- Date: 13–19 November
- Edition: 18th
- Surface: Clay
- Location: Montevideo, Uruguay
- Venue: Carrasco Lawn Tennis Club

Champions

Singles
- Facundo Díaz Acosta

Doubles
- Guido Andreozzi / Guillermo Durán
- ← 2022 · Uruguay Open · 2024 →

= 2023 Uruguay Open =

The 2023 Uruguay Open was a professional tennis tournament played on red clay courts in Montevideo. It was the 18th edition of the tournament which was part of the 2023 ATP Challenger Tour. It took place at the Carrasco Lawn Tennis Club in Montevideo, Uruguay between 13 and 19 November 2023.

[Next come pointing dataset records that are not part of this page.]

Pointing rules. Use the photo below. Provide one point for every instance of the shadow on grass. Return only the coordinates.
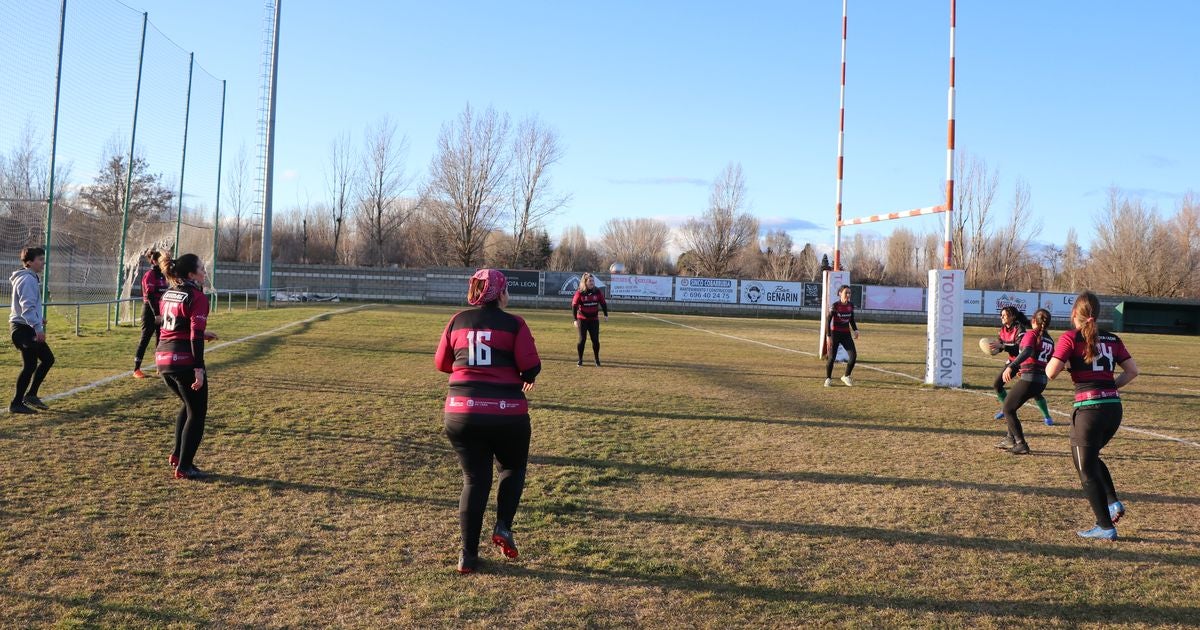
(814, 424)
(99, 604)
(841, 478)
(1038, 611)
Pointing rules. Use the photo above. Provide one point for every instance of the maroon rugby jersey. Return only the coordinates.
(185, 315)
(154, 285)
(841, 317)
(1095, 382)
(489, 354)
(587, 304)
(1039, 354)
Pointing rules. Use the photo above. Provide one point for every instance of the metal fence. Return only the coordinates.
(111, 141)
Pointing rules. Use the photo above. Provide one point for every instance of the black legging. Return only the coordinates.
(1091, 429)
(149, 329)
(846, 341)
(190, 420)
(477, 445)
(36, 360)
(589, 327)
(1020, 393)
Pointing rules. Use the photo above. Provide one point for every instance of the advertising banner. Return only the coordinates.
(893, 298)
(689, 289)
(565, 283)
(1059, 304)
(972, 301)
(771, 293)
(995, 300)
(522, 282)
(641, 287)
(943, 359)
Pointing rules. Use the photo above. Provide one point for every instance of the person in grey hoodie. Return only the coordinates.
(29, 331)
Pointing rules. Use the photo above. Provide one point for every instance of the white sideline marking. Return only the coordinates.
(217, 347)
(867, 366)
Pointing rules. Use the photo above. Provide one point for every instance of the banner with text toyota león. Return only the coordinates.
(641, 287)
(689, 289)
(772, 293)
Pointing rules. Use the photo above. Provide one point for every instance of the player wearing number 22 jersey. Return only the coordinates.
(492, 361)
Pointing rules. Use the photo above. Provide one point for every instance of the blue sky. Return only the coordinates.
(652, 99)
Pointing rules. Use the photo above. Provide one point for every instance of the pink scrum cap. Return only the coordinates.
(495, 283)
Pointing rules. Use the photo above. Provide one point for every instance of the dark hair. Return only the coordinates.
(1042, 317)
(30, 253)
(177, 270)
(1017, 316)
(1087, 306)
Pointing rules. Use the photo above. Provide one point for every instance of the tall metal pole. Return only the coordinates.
(264, 270)
(183, 166)
(841, 144)
(216, 214)
(54, 148)
(129, 175)
(948, 262)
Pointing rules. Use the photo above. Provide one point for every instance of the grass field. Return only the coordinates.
(699, 479)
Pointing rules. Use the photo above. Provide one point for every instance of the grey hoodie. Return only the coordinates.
(27, 300)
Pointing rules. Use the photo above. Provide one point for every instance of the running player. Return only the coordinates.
(154, 285)
(841, 322)
(29, 331)
(1029, 369)
(1013, 325)
(180, 357)
(492, 363)
(586, 307)
(1091, 355)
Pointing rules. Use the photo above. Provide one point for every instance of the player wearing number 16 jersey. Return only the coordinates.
(492, 361)
(1091, 355)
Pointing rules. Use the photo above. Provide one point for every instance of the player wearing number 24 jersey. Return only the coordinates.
(492, 361)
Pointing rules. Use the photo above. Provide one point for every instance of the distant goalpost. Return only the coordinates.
(943, 351)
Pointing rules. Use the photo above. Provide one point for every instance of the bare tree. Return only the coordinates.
(467, 180)
(574, 253)
(340, 186)
(975, 190)
(381, 211)
(235, 220)
(719, 237)
(640, 244)
(1012, 249)
(535, 148)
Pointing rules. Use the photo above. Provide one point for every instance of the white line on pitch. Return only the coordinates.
(217, 347)
(867, 366)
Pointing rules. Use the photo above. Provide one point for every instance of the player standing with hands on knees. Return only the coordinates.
(492, 363)
(29, 331)
(180, 357)
(1091, 355)
(586, 307)
(841, 323)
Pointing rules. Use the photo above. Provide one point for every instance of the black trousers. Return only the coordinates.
(477, 445)
(845, 340)
(589, 327)
(1020, 393)
(149, 329)
(1091, 429)
(190, 420)
(36, 360)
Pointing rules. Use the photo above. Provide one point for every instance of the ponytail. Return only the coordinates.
(177, 271)
(1087, 306)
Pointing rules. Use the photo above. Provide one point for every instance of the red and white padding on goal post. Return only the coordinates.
(889, 216)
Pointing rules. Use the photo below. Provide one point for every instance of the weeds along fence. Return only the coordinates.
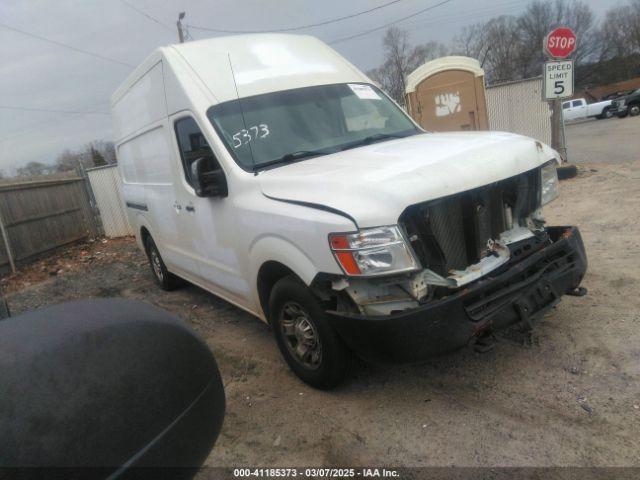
(41, 215)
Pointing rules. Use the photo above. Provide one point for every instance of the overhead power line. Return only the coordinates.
(64, 45)
(145, 14)
(367, 32)
(47, 110)
(35, 127)
(299, 27)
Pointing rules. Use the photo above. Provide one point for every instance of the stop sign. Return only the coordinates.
(560, 43)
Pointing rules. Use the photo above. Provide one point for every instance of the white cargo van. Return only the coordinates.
(269, 171)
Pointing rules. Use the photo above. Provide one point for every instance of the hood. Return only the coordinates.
(375, 183)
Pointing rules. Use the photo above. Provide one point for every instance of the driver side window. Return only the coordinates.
(193, 145)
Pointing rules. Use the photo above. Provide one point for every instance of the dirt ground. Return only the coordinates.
(613, 140)
(571, 397)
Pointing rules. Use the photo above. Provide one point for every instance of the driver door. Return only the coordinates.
(208, 223)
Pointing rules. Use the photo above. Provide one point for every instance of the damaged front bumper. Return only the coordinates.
(516, 293)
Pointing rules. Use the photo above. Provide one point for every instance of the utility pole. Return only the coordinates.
(7, 245)
(179, 25)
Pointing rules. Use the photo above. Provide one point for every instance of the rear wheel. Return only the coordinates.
(308, 343)
(163, 277)
(606, 113)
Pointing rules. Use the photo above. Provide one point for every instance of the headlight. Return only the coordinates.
(548, 182)
(372, 251)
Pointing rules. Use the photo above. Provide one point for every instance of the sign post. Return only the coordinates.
(558, 81)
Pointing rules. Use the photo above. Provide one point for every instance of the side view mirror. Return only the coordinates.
(207, 182)
(110, 385)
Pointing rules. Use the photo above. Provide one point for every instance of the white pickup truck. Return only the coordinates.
(578, 109)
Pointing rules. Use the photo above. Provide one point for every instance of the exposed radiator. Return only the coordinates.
(453, 232)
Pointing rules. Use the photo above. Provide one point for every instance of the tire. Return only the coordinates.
(298, 318)
(163, 277)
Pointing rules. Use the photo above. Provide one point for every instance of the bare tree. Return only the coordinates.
(32, 169)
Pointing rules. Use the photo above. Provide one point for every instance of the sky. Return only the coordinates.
(39, 75)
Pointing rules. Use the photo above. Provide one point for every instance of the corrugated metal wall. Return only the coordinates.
(106, 186)
(518, 107)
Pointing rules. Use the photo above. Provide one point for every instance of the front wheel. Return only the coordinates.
(163, 277)
(308, 343)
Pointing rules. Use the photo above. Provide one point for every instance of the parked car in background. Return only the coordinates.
(627, 105)
(578, 109)
(270, 171)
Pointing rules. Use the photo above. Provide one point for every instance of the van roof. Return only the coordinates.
(246, 65)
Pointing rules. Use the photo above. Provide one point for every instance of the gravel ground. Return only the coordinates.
(614, 140)
(570, 397)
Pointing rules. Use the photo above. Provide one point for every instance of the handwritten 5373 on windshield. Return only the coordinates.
(245, 135)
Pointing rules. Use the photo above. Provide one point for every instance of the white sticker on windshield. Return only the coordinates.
(364, 91)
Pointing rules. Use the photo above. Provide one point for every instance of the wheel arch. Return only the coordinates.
(274, 258)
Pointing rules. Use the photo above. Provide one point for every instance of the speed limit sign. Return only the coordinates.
(558, 79)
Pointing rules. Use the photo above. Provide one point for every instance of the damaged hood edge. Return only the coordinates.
(373, 185)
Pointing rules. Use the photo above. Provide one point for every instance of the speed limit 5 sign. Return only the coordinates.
(558, 79)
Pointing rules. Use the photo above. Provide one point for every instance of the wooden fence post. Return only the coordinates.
(7, 244)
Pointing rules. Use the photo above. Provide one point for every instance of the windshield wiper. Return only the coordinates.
(292, 157)
(371, 139)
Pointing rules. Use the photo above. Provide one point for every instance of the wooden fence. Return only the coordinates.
(39, 216)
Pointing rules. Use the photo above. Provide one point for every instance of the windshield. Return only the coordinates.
(290, 125)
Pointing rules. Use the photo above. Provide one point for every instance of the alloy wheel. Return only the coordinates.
(300, 335)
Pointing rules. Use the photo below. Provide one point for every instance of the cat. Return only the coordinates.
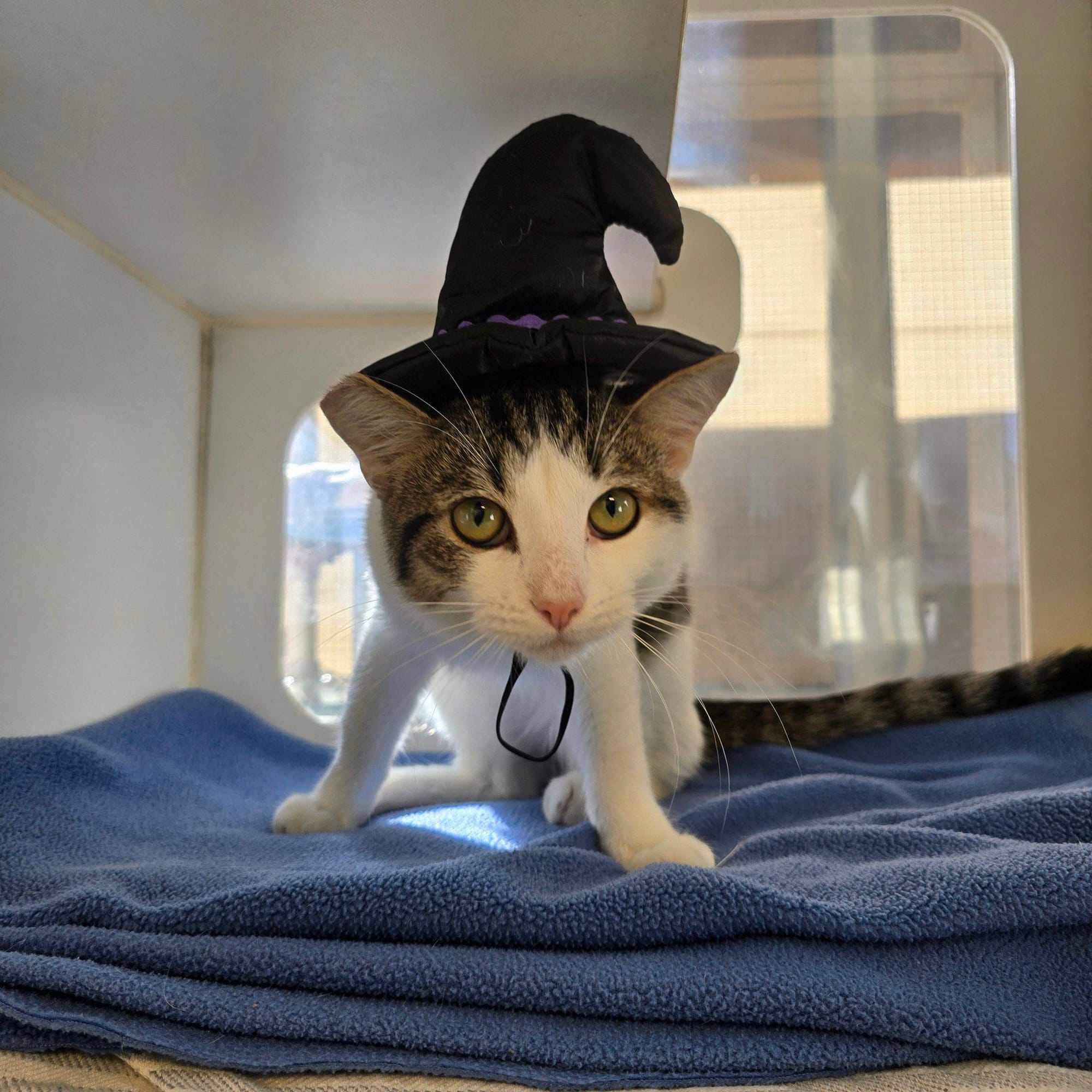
(550, 520)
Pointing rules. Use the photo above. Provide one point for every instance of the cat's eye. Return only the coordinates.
(614, 514)
(480, 523)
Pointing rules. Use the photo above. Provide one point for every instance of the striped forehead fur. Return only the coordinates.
(478, 445)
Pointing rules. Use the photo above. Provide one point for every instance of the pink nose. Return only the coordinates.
(559, 613)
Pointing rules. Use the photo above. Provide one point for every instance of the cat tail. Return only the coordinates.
(810, 722)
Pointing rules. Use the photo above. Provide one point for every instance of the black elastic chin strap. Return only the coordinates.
(518, 664)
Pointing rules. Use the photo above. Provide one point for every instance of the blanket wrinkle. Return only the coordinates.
(919, 897)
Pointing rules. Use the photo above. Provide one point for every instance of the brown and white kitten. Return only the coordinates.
(551, 520)
(540, 519)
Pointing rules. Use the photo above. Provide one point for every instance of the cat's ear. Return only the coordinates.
(383, 429)
(679, 407)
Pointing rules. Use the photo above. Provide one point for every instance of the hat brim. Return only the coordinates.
(628, 358)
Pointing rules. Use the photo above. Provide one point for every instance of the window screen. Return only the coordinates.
(859, 489)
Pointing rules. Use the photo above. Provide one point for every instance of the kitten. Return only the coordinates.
(550, 520)
(541, 519)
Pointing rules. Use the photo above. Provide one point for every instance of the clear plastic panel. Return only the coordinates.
(859, 489)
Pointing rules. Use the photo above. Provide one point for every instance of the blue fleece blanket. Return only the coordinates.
(923, 896)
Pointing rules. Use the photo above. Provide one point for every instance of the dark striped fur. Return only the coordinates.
(811, 722)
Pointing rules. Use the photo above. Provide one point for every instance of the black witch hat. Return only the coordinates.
(528, 284)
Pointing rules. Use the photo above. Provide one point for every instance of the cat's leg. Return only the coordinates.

==Singles main-draw entrants==

===Seeds===

| Country | Player | Rank^{1} | Seed |
|---|---|---|---|
| ARG | Pedro Cachin | 68 | 1 |
| ARG | Federico Coria | 88 | 2 |
| CHI | Tomás Barrios Vera | 105 | 3 |
| ARG | Facundo Díaz Acosta | 106 | 4 |
| CHI | Alejandro Tabilo | 109 | 5 |
| BOL | Hugo Dellien | 111 | 6 |
| ARG | Thiago Agustín Tirante | 119 | 7 |
| ARG | Francisco Comesaña | 122 | 8 |

- ^{1} Rankings are as of 6 November 2023.

===Other entrants===
The following players received wildcards into the singles main draw:
- URU Joaquín Aguilar Cardozo
- URU Ignacio Carou
- URU Franco Roncadelli

The following players received entry from the qualifying draw:
- BOL Murkel Dellien
- ECU Álvaro Guillén Meza
- NED Max Houkes
- BRA Orlando Luz
- ARG Santiago Rodríguez Taverna
- BRA Pedro Sakamoto

The following player received entry as a lucky loser:
- ARG Renzo Olivo

==Champions==

===Singles===

- ARG Facundo Díaz Acosta def. BRA Thiago Monteiro 6–3, 4–3 ret.

===Doubles===

- ARG Guido Andreozzi / ARG Guillermo Durán def. BOL Boris Arias / BOL Federico Zeballos 2–6, 7–6^{(7–2)}, [10–8].